The available figures, however, suggest that the planned reduction has not yet occurred.
In the Stockholm Region, by contrast, there is a small increase in the number of newly registered pregnant women in midwifery clinics during the year, although the variation is marginal.
– During economic crises, pregnancies tend to be fewer, but instead have increased slightly. The number is above the forecast we made earlier in the year, says Lisa Ryding, operations manager for midwife clinics in South Stockholm.
If the increase would have been even greater without the pandemic, one can only speculate, he says.
– But in that case, our forecast would have been even more wrong.
Figures for the Västra Götaland region show also that the number of enrolled in midwifery clinics this year has hardly changed. Compared to 2019, it is down just under one percent.
– Some clinics have seen an increase, while others have seen a decrease. But it has nothing to do with the pandemic, it is because people are moving, says Maria Gjertsen, interim regional area manager for OB-GYN clinics.
The development is the same in the Skåne Region. The number of new enrollees in public maternity care operations in 2020 has dropped by just over one percent from the previous year, a loss that operations manager Bodil Knutson believes is due to competition rather than the pandemic. .
In addition to maternity care centers under public auspices, there are a large number of private clinics. In the Västra Götaland region, for example, there is the Midwifery Group. They too experience as high pressure as before.
– We noticed a certain decrease in March and April, but since then it has increased again. Now there are many who want to come here, says Eva Herlenius, operations manager for the Midwifery Group.

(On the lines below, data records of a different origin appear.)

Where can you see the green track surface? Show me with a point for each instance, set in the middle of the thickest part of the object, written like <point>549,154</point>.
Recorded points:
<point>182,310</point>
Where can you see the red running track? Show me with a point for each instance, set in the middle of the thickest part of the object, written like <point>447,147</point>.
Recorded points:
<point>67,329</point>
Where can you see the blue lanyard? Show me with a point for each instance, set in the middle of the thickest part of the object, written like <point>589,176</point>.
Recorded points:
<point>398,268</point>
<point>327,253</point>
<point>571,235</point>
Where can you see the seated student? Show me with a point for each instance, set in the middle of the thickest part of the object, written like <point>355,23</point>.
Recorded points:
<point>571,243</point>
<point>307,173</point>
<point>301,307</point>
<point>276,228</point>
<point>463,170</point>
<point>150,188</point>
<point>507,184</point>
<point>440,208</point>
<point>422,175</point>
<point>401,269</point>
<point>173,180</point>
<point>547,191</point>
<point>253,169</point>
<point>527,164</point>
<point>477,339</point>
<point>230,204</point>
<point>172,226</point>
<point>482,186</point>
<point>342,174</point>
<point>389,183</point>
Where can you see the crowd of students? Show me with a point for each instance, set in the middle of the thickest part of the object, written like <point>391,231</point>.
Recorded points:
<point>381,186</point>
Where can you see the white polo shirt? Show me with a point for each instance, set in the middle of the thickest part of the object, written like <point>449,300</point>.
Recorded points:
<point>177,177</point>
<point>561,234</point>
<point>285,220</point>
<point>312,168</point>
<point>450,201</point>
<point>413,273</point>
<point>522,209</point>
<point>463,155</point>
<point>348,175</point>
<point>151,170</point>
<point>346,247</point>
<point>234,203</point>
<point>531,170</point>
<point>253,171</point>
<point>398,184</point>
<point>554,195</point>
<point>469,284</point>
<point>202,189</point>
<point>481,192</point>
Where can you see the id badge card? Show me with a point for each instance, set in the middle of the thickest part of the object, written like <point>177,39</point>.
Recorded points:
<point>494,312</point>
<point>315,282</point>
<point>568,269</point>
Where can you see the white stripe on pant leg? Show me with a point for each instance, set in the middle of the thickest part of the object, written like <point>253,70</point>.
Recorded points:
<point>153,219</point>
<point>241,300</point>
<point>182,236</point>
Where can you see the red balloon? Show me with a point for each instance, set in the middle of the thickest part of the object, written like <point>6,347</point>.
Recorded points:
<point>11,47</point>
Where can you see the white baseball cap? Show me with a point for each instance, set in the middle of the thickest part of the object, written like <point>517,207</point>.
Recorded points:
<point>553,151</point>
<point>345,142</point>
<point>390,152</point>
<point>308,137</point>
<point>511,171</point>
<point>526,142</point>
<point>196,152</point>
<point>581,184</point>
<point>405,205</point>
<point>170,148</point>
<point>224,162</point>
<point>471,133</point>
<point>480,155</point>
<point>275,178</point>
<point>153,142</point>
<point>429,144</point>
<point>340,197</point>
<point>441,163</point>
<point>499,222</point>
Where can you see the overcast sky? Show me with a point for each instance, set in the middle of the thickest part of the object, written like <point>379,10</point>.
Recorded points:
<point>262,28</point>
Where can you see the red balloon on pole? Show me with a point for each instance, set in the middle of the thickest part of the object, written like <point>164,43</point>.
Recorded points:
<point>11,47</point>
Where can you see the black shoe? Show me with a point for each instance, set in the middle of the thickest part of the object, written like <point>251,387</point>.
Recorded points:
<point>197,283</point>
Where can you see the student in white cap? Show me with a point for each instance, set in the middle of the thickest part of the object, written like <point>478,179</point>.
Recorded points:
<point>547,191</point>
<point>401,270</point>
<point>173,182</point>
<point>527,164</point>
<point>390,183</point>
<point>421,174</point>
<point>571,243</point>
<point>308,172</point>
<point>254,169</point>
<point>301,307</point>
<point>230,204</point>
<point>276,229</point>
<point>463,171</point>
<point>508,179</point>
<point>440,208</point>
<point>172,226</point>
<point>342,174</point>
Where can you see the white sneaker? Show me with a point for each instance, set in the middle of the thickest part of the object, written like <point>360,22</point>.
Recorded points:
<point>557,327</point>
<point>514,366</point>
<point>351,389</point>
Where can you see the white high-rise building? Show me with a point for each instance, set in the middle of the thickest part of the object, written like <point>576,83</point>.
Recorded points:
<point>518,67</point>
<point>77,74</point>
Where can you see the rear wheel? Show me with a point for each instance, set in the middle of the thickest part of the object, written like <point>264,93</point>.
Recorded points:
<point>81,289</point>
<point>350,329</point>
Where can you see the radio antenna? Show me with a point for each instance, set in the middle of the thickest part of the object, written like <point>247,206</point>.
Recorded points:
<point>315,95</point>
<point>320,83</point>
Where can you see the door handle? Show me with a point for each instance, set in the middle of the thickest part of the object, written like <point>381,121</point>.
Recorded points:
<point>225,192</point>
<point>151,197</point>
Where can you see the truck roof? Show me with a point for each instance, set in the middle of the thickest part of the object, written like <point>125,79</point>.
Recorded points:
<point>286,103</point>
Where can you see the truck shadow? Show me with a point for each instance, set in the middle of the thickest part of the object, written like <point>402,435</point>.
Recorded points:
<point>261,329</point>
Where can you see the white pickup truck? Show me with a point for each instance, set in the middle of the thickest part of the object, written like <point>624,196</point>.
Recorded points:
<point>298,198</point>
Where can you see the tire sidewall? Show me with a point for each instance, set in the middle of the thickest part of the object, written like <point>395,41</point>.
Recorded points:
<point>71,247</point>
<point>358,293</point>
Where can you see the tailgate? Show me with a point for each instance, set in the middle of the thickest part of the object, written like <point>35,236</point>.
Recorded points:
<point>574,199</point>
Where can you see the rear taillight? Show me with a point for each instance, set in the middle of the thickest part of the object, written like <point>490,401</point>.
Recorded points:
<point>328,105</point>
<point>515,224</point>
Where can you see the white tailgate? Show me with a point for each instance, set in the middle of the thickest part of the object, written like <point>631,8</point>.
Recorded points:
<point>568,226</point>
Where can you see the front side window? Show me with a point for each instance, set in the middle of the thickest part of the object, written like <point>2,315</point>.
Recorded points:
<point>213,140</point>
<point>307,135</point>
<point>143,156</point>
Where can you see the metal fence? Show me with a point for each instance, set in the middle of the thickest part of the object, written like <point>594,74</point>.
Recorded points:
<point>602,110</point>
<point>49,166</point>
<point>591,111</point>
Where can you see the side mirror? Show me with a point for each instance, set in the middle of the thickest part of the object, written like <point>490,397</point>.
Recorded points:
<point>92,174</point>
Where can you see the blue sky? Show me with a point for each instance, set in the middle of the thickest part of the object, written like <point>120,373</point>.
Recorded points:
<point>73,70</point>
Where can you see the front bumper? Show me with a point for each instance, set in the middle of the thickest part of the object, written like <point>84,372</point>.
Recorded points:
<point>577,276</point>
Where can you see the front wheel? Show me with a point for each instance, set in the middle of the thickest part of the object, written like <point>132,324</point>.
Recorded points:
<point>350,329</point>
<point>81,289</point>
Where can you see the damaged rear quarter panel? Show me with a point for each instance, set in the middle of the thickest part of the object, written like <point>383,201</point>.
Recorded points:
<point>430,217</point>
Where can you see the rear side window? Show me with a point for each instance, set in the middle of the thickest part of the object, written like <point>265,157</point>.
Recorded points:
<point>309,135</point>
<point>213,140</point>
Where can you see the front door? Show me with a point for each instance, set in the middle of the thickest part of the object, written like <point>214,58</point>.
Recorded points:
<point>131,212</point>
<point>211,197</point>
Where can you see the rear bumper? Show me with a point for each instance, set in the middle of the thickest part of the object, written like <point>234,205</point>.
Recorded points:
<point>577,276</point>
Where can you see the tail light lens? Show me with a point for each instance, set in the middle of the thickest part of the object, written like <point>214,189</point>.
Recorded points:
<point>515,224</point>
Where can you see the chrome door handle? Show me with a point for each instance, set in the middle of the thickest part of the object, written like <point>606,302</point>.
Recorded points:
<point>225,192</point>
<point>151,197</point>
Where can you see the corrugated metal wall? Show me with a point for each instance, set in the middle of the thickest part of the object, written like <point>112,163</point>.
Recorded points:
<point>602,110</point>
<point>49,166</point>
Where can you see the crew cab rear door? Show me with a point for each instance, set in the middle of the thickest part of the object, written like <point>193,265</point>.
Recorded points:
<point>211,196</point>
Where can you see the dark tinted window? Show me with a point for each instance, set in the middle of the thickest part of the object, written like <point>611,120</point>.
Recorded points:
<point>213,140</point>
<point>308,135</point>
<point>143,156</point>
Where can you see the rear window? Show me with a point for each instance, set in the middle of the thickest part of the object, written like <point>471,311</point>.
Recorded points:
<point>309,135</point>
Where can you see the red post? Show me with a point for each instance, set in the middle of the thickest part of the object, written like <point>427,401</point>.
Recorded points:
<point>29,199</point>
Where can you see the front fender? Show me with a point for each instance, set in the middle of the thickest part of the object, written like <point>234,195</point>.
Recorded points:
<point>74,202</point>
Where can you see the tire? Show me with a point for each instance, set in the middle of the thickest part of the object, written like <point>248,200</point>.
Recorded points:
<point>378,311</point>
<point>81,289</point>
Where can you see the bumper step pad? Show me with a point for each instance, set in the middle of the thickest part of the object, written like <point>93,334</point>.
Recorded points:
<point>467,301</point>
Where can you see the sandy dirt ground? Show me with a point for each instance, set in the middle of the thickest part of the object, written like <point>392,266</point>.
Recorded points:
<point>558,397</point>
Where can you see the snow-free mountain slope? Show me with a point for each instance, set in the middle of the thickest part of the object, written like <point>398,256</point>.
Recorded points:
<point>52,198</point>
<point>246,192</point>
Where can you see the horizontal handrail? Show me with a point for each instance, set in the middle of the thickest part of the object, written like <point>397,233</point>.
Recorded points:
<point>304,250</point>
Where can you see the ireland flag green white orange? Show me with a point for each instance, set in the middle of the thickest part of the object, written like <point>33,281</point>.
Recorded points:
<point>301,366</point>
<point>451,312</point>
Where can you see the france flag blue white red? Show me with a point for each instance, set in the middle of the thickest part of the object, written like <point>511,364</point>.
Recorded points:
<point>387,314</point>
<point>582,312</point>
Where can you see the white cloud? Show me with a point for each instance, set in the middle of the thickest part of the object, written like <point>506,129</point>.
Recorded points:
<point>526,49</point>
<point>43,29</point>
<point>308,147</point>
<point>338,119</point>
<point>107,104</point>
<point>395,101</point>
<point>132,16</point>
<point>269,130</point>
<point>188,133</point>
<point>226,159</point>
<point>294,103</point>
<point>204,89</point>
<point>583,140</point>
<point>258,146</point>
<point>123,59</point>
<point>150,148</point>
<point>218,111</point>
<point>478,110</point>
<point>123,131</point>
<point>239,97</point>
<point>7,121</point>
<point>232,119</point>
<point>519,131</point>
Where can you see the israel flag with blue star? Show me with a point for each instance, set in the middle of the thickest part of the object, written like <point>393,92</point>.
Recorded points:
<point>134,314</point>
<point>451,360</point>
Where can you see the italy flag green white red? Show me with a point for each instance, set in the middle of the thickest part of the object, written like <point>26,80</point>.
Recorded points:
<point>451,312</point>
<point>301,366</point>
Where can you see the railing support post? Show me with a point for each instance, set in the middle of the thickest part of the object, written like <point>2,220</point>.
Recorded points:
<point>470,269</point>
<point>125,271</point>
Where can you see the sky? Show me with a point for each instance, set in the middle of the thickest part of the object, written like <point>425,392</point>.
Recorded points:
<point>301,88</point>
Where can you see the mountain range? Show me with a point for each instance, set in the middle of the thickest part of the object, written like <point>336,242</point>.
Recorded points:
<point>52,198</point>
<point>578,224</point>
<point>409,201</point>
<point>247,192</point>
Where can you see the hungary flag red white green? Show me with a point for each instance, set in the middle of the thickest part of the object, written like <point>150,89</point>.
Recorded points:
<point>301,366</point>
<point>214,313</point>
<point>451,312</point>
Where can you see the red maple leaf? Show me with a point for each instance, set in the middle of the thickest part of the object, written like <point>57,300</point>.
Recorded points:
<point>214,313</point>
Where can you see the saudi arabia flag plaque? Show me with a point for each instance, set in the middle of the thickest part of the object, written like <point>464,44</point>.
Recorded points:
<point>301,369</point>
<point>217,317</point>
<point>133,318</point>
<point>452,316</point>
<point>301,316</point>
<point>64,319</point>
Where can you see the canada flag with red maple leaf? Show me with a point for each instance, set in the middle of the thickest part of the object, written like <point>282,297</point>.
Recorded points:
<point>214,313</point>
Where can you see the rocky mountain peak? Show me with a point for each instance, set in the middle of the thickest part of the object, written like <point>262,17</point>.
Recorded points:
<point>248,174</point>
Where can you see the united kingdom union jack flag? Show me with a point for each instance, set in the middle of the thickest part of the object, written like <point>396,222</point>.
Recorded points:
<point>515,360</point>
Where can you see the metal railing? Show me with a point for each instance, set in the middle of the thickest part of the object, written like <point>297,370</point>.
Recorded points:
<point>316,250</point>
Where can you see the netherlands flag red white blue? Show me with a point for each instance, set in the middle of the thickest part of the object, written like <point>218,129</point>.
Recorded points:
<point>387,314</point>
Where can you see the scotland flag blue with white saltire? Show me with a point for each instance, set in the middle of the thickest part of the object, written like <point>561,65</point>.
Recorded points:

In the rest of Europe, ahead In all parts of the South, one seems to see or fear a decrease in the number of pregnancies during the pandemic. This was reported by the Reuters news agency earlier this week.
– The birth rate has dropped dramatically in southern Europe. If it falls further now, it will happen from a level that is already low, says demography professor Gunnar Andersson at Stockholm University.
– Lower birth rates mean fewer people reach working age as large cohorts retire. It has economic consequences. The difference between northern and southern Europe is a major problem, although the birth rate has also fallen here.
If childbirth turns out to be a constant in Sweden despite the corona pandemic, it may be because the downward trend here has bottomed out, Andersson believes.